A few days ago we announced the big news about SQL Data Services (SDS) switching to being a full relational database on the cloud.
I’ve been a strong supporter of this path for a number of reasons. Relational databases are very well understood and there is a large base of expertise for them in the market. Also, a lot of the existing applications and libraries out there are ready to run against a relational database, so SDS is enabling them to be ported to the cloud with minimum (or perhaps sometimes, no) effort.
With SDS going relational not only you get to reuse all your knowledge and codebase in the cloud, but you also get all the benefits of a cloud-based infrastructure: high availability, piece-of-cake provisioning, pay-as-you-go growth, etc.
One of the concerns I read about is the impact on scalability. My observation is that when you look at most of the storage systems in the cloud, they don’t have some magic formula for scalability, the trick is partitioning. Some systems are smarter than others in how they partition data and how dynamic the partitioning scheme is to adapt to varying system workloads. But in the end, you need to partition your data such that it’s spread across a bunch of nodes; if across your system you never (or rarely) depend on cross-partition operations, then you have a sustainable scalability path. That is independent of the actual organization of the data (e.g. relational, flexible entities, etc.) The ACE model on top of SDS had partitioning embedded in the model through scale units that surfaced as “containers”. In the new SDS world you can just partition your data across nodes, where each node has full relational capabilities. So it’s similar (partitioning), but each node gives you very rich ways of organizing and interacting with your data (full SQL!).

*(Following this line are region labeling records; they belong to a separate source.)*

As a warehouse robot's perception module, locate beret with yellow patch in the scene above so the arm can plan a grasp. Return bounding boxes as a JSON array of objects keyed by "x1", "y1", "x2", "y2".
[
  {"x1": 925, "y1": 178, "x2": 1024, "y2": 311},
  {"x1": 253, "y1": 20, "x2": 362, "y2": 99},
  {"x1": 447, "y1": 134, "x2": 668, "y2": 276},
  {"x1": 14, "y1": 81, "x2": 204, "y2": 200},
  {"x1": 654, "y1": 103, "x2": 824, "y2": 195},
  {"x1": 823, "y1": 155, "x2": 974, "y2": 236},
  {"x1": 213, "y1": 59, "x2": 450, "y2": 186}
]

The other concern I heard is around TDS, the SQL Server client-server protocol, and how it would play in the Internet. In many cases the actual application that connects to SDS will be running in Azure as “web” or “worker” roles, and things should go smoothly. For the scenarios where the client is connecting to SDS from across the web, there are two challenges: firewalls and latency.
The server side of TDS by default listens in TCP port 1433, which a lot of firewalls will just block; furthermore, TDS is not HTTP, so a packet-inspecting intermediary could choose not to let the traffic through, regardless of the port number. This could certainly create some trouble that will need to be addressed at some point.
From the latency perspective, the short story is that I think it’s fine. TDS follows a simple request/response model, so interactions between clients and servers are straightforward and not chatty at all (things are more complicated when MARS is enabled, but that’s another story). We have experience tuning TDS for large WANs with high latency and things work out well as long as you optimize for those scenarios (e.g. batch queries together, etc.).
As a final note, there is the question about the SOAP/REST interfaces. In my opinion whenever you’re building the kind of rich applications that needs full SQL, rarely the data in the database can stand alone for direct access by consumers. Most of the time there is code on front (in the form of a middle tier) that manages access control, shaping, and even application-level constraints that don’t belong to the database. If you need a REST head on top of an SDS database, you can add ADO.NET Data Services to the equation, which will let you add all that logic fronting your data.
All in all, I’m really exited to see this happening. This gives Azure a whole spectrum of storage services, from blobs in Azure Blob Storage, to schema-less tables in Azure Table Storage, now to full relational with SQL Data Services.